A beautiful article written by Ms. Bradley who was Amanda’s Gifted and Talented Coordinator when she was in high school. Learn more about her, and about Imaginational Overexcitabilities.

I learned so much from her about Imaginational Overexcitabilites during her four years in high school.

Amanda showed up in my office as a freshman with her jet black hair hanging in messy shards over her glasses. As the high school’s Gifted & Talented Coordinator I understood that something was drawing her into my office, I just didn’t know what. So I asked questions and I listened.

I learned, first of all, that her life was fueled by music. Loud music. Music that was heavy and deep. Music that resonated with the complex emotions of her feelings.

I also learned that she was a perfectionistic artist. Her pencil drawings could have come to life they were so real. I was awe struck. But her drawings were rarely good enough for her. The anime characters she created were more than art to her. When her friends weren’t there to hang out with, her anime characters would “come to life and walk with her to class.”
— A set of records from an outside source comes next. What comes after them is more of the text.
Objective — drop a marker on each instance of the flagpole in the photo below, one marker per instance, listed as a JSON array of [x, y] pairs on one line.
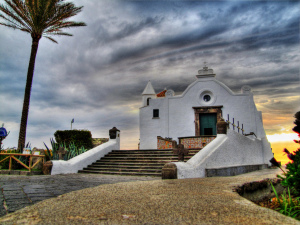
[[72, 122]]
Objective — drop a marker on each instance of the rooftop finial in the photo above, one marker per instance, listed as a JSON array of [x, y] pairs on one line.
[[205, 66], [205, 72]]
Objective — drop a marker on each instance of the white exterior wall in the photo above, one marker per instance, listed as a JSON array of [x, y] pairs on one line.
[[176, 113], [229, 150], [85, 159]]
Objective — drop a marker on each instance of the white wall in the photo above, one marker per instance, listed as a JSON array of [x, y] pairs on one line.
[[177, 113], [83, 160], [224, 151]]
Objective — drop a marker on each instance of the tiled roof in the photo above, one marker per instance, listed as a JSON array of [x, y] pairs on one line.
[[162, 94]]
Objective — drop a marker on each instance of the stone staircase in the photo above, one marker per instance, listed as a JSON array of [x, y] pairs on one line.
[[134, 162]]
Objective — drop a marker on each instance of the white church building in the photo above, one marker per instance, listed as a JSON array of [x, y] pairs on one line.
[[191, 119]]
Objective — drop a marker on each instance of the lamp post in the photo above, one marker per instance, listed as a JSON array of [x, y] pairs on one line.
[[72, 122], [3, 134]]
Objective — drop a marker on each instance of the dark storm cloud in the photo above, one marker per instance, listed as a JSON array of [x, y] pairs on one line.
[[98, 75]]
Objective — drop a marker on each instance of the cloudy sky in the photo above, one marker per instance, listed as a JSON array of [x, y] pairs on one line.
[[97, 76]]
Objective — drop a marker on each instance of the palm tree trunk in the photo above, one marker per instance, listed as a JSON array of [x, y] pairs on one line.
[[26, 102]]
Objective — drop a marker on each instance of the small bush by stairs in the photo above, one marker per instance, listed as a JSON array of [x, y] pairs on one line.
[[135, 162]]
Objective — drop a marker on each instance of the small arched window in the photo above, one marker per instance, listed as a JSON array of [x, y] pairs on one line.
[[148, 100]]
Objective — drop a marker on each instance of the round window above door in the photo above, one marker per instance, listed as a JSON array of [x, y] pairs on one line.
[[207, 97]]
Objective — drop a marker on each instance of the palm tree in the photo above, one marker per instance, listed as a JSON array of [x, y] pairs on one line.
[[38, 18]]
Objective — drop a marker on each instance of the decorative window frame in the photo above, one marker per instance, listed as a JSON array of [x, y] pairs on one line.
[[206, 109], [154, 114]]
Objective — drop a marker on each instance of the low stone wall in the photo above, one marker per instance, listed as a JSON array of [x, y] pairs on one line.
[[225, 151], [85, 159], [195, 142]]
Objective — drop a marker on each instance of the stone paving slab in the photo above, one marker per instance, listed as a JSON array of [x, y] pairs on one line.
[[17, 192], [175, 202]]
When Amanda first told me this I was both worried and fascinated. I explained Dabrowski’s Overexcitabilities to her since I felt she was exhibiting them. But, knowing that mental illness can also affect someone’s reality, I consulted with a psychologist friend to determine whether or not I should be concerned about Amanda. The psychologist recommended I ask Amanda, “Do these anime characters ever tell you what to do?” I did and she responded, “Mrs. Bradley, they are a figment of my imagination, so no, they don’t tell me what to do. I am in control of them, not the other way around.” I was less concerned.
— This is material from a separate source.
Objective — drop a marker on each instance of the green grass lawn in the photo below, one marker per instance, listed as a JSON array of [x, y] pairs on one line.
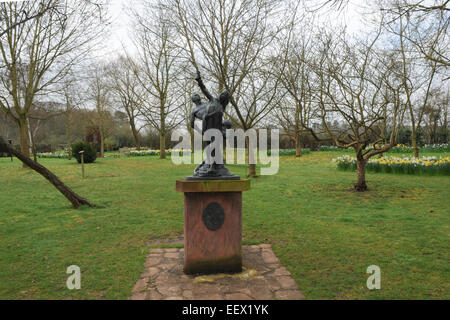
[[323, 232]]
Amanda’s ability to lose herself in her imagination was her salvation, and ultimately her demise. She had been out of high school for a few years when she was walking to her job along the railroad tracks near her home, as she had been doing for months, and listening to music wearing noise cancellation headphones. She didn’t hear or see the train coming behind her. The headphones blocked out the blaring train whistle. And the train couldn’t stop.

If I had known how her life would end, what would I have said differently to her all those years ago? Have I learned anything from Amanda about Imaginational Overexcitabilities that will help me enlighten other gifted students about their own inventiveness in this area?
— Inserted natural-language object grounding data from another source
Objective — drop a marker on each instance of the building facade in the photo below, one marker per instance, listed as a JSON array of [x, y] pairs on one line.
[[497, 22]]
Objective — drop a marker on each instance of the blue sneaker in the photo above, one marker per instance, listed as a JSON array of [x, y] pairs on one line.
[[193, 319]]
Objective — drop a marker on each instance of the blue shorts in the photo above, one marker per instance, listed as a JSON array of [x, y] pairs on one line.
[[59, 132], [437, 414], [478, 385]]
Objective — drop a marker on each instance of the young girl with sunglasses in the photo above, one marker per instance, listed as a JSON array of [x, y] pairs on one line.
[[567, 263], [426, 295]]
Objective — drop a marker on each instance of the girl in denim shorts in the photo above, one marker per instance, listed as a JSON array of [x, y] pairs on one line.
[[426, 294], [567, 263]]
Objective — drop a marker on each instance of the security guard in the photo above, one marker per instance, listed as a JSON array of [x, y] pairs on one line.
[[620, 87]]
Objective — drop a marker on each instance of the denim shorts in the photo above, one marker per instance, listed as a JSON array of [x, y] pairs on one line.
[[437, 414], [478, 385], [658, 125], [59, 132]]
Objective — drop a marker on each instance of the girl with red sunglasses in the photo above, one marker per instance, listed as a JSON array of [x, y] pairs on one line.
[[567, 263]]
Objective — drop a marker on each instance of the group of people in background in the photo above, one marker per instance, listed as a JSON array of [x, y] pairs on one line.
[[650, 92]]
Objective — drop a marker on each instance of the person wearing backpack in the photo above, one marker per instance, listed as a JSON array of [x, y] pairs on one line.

First of all, I will celebrate their remarkable abilities to utilize their incredible and creative imaginations. Then, I will caution them that while the temptation to live in an alternative universe of imagery and invention may be strong, not to lose themselves to the extent that they shut out reality entirely. Keep one ear out. Let’s keep our loved ones safe by cautioning them to be wary of becoming all-consumed in a world of fantasy.